(USA/Canada, 86 min.)
Dir. Joseph Ruben, Writ. David Loughrey
Starring: Michelle Monaghan, Michael Keaton, Barry Sloane,
Shadow the Cat
Forget Meryl Streep, Ottawa is the real chameleon when it
comes to disappearing in various roles. Like Meryl, Ottawa can slip into any
guise with some make-up, an accent, and a little elbow grease. Meryl’s roles
have ranged from Sophie’s Choice to Mamma Mia! while the National Capital
has played everything from Pennsylvania (House at the End of the Street) to Montreal (The Maiden Danced to Death). Now, the city gets a dual role as New York City
and, wait for it, Afghanistan in the bargain bin thriller Penthouse North. The transformation of the former setting isn’t Streeply
seamless, though, as the exterior scenes of Penthouse
North play out in a generic, placeless city that doesn’t look or feel anything like New York. The film is has its flaws, yet it is nevertheless a respectable example of what
local talents can do. Penthouse North is not a particularly good film overall, but one can’t
deny that the Ottawa’s portrayal of Afghanistan is far more convincing than
Michelle Monaghan’s portrayal of blindness is.

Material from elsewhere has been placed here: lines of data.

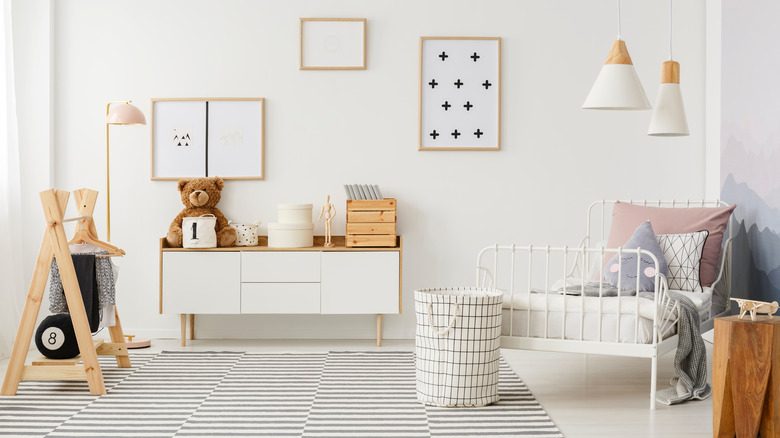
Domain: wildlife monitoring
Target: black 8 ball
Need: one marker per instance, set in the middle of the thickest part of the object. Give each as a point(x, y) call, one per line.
point(55, 337)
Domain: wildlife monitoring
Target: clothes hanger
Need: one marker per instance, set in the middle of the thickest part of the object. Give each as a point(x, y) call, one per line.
point(84, 236)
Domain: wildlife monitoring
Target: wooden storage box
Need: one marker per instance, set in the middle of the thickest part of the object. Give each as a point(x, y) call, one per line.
point(371, 222)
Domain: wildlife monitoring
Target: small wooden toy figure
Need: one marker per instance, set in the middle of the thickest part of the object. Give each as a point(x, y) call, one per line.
point(326, 210)
point(754, 307)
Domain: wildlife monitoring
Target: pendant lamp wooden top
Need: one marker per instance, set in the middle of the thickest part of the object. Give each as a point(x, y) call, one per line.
point(619, 54)
point(670, 72)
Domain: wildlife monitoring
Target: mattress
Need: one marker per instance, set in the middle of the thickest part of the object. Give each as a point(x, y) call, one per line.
point(582, 316)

Monaghan stars as Sara, a former war photographer holed up in her New York penthouse after a violent encounter in the Middle East leaves her blind. Afghanistan is nothing compared to the Wait Until Dark-ish scenario that awaits her New Year’s Eve sees when she returns home from buying champagne (at Wine Rack…). Sara struts around the flat unawares that her boyfriend, Ryan (Andrew Walker), is lying in a pool of blood until she slips in said pool whilst thawing some M&M munchies. It’s only then that she becomes the victim of a knife-wielding maniac, Chad (Barry Sloane) and his maniacal boss, Hollander (Michael Keaton), who rough her up in search of some secret stash Ryan has hidden in the posh penthouse.
Viewers might be surprised to learn that Sara’s penthouse is
actually a revamped grocery store: an old No Frills lets Ottawa play Manhattan
as the windows of the home look out to a cityscape inserted atop a greenscreen.
The transformation is moderately effective, although one can discern the seams
of the post-production efforts around the penthouse a little too easily. The
penthouse, ironically enough, is a no frills affair. Sara and Ryan share a large,
cavernous, generic penthouse that looks a lot more like a movie set than it
does a lived-in home. The sparseness of the set is convenient for Sara, though,
as the magazine centrefold setting gives her lots of room to move blindly when
Chad and Hollander toss her around.
The encounter unravels in a series of unintentionally hilarious
moments as Monaghan runs around the apartment like Mr. Magoo to evade Chad and
Hollander. The mêlée ups the body count by leaving the film’s one token black man
dead and Sara’s black cat Shadow (a scene-stealer) the victim of a few narrow escapes. Sara’s
blindness, however, plays for laughs just as often as it serves as a trait of
her victimization, albeit perhaps inadvertently show.
Penthouse North
doesn’t really try to convince the audience that Monaghan is blind. Aside from
a cut to the star in sunglasses following the film’s preamble and opening
credits, plus a cranky cyclist who mows Sara down in an intersection and quips,
“What are you, blind?”, there’s little to persuade viewers that this is not a
fully-abled woman running around a film set doing her best to avoid bumping
into things. Sara/Monaghan moves through the spacious apartment with a bit too
much ease for a woman recently afflicted by blindness, and she makes one glance
too many at things putting her in peril. A fearful shot at a pitcher Hollander
cradles before he goes to waterboard Sara, for example, betrays how Penthouse North uses an outdated
portrayal of disability to make a victim.
Soldiers with post-traumatic stress disorder might be
equally put off by the film’s exploitation of the War in Afghanistan as a
thematic device to give Sara strength. Intercuts to the evil burka clad woman
parallel Chad and Hollander as a bunch of foreign enemies threatening the film’s
heroic white girl. Ditto the pregnant woman whose water breaks at exactly the
wrong moment and risks putting the heroine at further risk. It’s all rather
hokey.
Nothing delivers in this implausible thriller aside from a
few moments of pseudo-Hitchcockian suspense that leave the audience wondering
how much Sara knows about—or is in on—Ryan’s dirty plot. Penthouse North suffers a similar fate as last year’s locally made
thriller House at the End of the Street, which could at least be recommended as
passable entertainment for its target teen audience, since there’s not much to
recommend outside the production efforts of local talents. Penthouse North somewhat shows the city as a viable destination for
economical filmmaking, but the film is destined to be lost in the black hole
that uses houses such generic and schlocky thrillers. Penthouse North is a complete dog of a movie redeemed only by a cat
that always lands on its feet.
Rating: ★★ (out of ★★★★★)
Penthouse North screened at the Ottawa International Film Festival
on October 5 at the Ottawa Little Theatre.